La governance appare infatti ancora incompleta. Il 43,5% dei partecipanti dichiara che la propria organizzazione non dispone di linee guida sull’uso dell’AI oppure non sa se esistano. Questo dato pesa perché l’AI generativa, soprattutto in ambiti creativi, tocca materiali, diritti, responsabilità e controllo qualitativo. Senza policy riconoscibili, l’uso quotidiano rischia di dipendere da prassi locali, decisioni dei singoli team o valutazioni caso per caso.
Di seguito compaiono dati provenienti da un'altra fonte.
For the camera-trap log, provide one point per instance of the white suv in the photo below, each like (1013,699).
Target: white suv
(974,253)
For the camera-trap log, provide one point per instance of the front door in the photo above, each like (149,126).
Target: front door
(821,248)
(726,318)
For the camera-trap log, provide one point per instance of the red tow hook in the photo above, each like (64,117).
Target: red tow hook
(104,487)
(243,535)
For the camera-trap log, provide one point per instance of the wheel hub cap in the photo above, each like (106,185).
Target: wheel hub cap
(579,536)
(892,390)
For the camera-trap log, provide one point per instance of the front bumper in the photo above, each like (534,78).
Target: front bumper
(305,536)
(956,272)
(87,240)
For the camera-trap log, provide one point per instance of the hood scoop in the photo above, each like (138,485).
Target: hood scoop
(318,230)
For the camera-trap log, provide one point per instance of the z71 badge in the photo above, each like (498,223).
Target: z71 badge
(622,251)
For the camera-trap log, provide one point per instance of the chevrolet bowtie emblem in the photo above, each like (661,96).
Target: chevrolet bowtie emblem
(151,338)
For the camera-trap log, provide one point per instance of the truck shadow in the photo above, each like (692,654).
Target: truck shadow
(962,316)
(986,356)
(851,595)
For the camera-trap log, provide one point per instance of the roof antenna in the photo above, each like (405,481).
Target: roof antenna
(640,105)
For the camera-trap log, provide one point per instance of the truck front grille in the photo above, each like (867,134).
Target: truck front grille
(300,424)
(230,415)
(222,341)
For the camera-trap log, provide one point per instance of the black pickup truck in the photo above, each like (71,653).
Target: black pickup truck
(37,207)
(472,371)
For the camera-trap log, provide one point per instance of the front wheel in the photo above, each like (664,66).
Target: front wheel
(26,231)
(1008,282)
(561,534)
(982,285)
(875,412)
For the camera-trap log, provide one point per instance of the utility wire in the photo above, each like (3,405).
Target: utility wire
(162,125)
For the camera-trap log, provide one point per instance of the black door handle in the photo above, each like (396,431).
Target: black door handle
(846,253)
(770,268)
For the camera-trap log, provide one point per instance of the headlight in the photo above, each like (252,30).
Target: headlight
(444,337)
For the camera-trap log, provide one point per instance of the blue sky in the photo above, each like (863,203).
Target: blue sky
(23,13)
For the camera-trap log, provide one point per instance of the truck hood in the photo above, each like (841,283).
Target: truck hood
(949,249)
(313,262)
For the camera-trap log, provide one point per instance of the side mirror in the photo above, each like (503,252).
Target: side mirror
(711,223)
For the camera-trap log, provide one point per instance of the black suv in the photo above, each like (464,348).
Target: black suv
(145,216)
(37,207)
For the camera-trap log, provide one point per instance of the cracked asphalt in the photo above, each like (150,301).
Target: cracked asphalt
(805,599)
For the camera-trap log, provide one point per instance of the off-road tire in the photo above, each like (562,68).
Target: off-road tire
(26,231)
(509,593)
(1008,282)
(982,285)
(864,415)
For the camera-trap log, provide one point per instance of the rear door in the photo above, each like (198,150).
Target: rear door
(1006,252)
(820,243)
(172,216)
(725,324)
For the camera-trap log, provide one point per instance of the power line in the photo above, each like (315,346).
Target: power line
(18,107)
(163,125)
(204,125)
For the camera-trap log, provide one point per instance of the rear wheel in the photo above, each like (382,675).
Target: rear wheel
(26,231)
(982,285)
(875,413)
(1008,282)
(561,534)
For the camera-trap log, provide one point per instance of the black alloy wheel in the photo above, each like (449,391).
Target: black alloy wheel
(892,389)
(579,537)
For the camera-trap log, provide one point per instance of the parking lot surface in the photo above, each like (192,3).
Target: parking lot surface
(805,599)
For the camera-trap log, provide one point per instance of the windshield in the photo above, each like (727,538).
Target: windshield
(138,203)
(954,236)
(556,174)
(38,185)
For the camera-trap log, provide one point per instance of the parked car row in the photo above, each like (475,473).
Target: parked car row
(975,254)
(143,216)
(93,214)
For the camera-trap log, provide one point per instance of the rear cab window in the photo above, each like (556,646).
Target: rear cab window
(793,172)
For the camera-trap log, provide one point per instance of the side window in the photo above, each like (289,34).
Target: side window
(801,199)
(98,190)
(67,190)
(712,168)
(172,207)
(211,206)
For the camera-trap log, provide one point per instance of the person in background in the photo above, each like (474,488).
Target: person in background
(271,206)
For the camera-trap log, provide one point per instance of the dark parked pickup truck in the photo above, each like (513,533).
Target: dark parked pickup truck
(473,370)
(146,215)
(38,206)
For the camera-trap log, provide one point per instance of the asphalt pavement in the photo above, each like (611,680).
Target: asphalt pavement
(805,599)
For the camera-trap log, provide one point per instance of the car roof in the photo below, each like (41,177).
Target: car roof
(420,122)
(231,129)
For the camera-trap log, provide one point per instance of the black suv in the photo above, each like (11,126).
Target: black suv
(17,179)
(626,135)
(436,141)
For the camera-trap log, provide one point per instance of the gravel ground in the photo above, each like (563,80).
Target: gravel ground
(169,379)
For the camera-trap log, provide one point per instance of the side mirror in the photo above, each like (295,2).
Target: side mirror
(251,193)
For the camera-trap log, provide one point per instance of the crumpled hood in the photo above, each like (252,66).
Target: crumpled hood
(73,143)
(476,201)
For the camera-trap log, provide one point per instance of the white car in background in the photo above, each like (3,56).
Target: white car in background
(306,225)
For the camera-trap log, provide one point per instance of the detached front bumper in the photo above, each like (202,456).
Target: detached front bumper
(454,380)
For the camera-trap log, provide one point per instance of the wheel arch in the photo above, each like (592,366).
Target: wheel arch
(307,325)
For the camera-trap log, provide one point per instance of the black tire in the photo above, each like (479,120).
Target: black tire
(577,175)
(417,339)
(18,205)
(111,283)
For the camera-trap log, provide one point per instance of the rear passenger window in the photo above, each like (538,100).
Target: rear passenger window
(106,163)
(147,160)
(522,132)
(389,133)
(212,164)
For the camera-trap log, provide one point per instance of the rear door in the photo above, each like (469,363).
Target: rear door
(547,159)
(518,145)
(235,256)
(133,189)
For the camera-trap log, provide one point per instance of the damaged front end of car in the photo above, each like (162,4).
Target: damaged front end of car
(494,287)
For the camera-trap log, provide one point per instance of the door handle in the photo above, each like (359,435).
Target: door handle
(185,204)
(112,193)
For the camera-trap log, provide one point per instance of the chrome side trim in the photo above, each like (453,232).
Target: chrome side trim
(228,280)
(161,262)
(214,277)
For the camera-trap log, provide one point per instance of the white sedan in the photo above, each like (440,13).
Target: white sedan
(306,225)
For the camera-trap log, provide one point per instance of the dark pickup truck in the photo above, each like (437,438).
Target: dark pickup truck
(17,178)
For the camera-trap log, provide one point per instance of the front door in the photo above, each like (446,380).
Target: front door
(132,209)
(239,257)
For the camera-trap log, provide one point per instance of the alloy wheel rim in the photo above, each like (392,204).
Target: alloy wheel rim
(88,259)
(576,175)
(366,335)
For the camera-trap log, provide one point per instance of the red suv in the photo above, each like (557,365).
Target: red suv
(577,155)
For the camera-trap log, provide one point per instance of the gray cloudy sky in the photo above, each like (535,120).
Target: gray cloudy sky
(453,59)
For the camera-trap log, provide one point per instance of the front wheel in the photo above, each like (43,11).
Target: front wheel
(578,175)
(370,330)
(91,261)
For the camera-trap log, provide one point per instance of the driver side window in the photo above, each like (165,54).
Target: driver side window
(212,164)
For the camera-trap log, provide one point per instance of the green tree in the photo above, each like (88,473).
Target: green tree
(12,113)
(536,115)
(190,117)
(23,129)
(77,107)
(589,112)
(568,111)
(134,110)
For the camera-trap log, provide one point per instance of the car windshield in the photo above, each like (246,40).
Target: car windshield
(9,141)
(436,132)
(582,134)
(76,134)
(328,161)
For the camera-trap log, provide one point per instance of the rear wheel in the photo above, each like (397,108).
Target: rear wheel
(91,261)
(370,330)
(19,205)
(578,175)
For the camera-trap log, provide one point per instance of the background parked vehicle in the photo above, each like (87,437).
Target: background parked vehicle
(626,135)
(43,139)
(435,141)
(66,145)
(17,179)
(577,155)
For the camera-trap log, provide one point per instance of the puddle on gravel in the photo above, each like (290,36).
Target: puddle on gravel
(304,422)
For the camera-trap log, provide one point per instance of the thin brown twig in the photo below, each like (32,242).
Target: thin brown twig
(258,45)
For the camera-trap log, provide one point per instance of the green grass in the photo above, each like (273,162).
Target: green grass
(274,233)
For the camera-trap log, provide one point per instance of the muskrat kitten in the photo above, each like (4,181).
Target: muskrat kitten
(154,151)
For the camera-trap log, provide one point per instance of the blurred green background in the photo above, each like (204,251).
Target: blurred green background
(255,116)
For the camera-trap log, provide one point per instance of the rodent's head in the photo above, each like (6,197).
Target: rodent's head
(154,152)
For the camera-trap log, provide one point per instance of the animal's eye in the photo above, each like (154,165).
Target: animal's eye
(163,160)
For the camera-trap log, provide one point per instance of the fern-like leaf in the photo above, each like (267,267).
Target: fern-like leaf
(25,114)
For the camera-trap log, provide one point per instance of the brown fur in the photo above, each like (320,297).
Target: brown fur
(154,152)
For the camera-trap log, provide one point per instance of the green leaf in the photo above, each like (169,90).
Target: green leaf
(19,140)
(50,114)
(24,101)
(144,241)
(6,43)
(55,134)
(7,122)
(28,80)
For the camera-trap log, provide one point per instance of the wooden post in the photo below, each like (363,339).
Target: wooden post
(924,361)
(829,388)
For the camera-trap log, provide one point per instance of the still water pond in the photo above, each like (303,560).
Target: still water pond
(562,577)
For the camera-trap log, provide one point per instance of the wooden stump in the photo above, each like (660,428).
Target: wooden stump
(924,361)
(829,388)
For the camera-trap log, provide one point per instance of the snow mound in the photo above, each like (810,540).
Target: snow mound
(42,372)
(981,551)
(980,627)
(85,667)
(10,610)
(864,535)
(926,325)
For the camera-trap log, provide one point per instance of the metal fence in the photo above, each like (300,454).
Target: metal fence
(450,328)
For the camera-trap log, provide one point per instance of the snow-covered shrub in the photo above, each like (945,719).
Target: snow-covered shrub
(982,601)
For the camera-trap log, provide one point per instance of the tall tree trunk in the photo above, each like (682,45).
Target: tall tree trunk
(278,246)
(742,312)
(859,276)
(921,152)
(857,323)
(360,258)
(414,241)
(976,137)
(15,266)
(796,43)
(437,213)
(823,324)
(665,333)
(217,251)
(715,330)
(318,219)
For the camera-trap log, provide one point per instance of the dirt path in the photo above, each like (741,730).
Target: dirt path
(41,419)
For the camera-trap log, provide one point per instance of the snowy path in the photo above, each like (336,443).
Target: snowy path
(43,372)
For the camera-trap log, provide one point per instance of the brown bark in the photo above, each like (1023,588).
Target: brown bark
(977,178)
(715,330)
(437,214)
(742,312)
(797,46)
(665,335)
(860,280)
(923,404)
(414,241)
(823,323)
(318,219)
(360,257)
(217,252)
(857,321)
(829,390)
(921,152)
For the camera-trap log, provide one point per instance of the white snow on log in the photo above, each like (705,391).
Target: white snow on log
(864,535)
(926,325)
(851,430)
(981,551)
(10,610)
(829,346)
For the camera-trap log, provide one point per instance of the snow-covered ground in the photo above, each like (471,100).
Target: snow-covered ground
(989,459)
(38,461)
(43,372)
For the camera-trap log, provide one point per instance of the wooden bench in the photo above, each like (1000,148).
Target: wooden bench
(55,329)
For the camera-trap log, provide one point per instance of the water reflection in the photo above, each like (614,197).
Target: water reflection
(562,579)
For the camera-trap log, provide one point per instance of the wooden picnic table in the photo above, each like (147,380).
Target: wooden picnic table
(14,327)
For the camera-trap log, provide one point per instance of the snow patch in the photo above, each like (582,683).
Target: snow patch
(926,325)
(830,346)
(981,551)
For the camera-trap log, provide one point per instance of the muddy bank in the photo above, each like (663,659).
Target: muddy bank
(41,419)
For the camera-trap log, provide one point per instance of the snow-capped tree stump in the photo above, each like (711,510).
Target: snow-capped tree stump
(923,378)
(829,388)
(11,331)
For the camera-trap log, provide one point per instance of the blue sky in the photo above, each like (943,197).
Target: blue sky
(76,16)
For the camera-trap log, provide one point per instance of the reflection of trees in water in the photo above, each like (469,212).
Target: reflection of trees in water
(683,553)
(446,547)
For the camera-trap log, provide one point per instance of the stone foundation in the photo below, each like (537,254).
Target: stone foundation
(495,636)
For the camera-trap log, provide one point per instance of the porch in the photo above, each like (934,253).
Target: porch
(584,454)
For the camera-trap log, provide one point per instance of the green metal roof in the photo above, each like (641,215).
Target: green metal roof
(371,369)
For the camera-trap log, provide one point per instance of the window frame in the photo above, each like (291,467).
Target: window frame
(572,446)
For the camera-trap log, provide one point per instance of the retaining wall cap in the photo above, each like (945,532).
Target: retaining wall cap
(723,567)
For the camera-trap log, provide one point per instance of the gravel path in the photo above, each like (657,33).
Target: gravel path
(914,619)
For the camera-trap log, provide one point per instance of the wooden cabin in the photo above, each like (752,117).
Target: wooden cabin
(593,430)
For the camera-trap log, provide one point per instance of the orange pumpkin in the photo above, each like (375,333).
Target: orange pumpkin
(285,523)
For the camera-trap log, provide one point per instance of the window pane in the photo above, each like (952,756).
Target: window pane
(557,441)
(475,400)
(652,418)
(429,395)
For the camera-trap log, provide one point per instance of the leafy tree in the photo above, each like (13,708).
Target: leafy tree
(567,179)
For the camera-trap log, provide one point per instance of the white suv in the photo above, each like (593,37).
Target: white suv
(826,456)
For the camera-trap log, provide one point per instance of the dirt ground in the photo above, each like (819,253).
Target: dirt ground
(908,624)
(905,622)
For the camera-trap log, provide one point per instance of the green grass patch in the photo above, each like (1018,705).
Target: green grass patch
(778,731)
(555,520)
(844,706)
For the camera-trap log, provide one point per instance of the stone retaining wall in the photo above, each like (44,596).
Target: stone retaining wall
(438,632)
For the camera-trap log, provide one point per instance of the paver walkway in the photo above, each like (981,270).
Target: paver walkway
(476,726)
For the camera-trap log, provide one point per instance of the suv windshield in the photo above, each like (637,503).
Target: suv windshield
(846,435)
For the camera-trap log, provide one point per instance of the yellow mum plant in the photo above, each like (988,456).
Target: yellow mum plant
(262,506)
Le conclusioni dello studio sono chiare: l’adozione corporate dell’AI nel lavoro creativo ha superato la fase sperimentale ed è entrata nell’uso pratico di tutti i giorni. È una transizione che cambia la natura stessa del dibattito. La domanda non è più soltanto se le aziende useranno l’AI, ma come la useranno, con quali limiti, con quali dichiarazioni pubbliche e con quale livello di controllo sui risultati prodotti.
Il tema si estende anche al settore dei videogiochi. Un sondaggio pubblicato dalla Computer Entertainment Supplier’s Association nel settembre dello scorso anno indicava che il 51% delle aziende giapponesi del gaming usava l’AI in qualche forma. Gli impieghi più comuni riguardavano proprio la creatività: generazione di asset visivi e immagini, seguita da generazione di storie e testi.
Nel frattempo alcune aziende, tra cui Capcom, hanno ridefinito le proprie policy sull’AI circoscrivendole alle attività di routine invece che al lavoro creativo. La cautela riflette anche la reazione del pubblico: ogni annuncio o scoperta di uso dell’AI generativa può generare contestazioni da parte dei consumatori. Requisiti di disclosure come quelli di Steam possono spingere verso maggiore trasparenza, ma il quadro che emerge resta quello di un mercato in cui l’AI avanza rapidamente, mentre comunicazione e regole inseguono.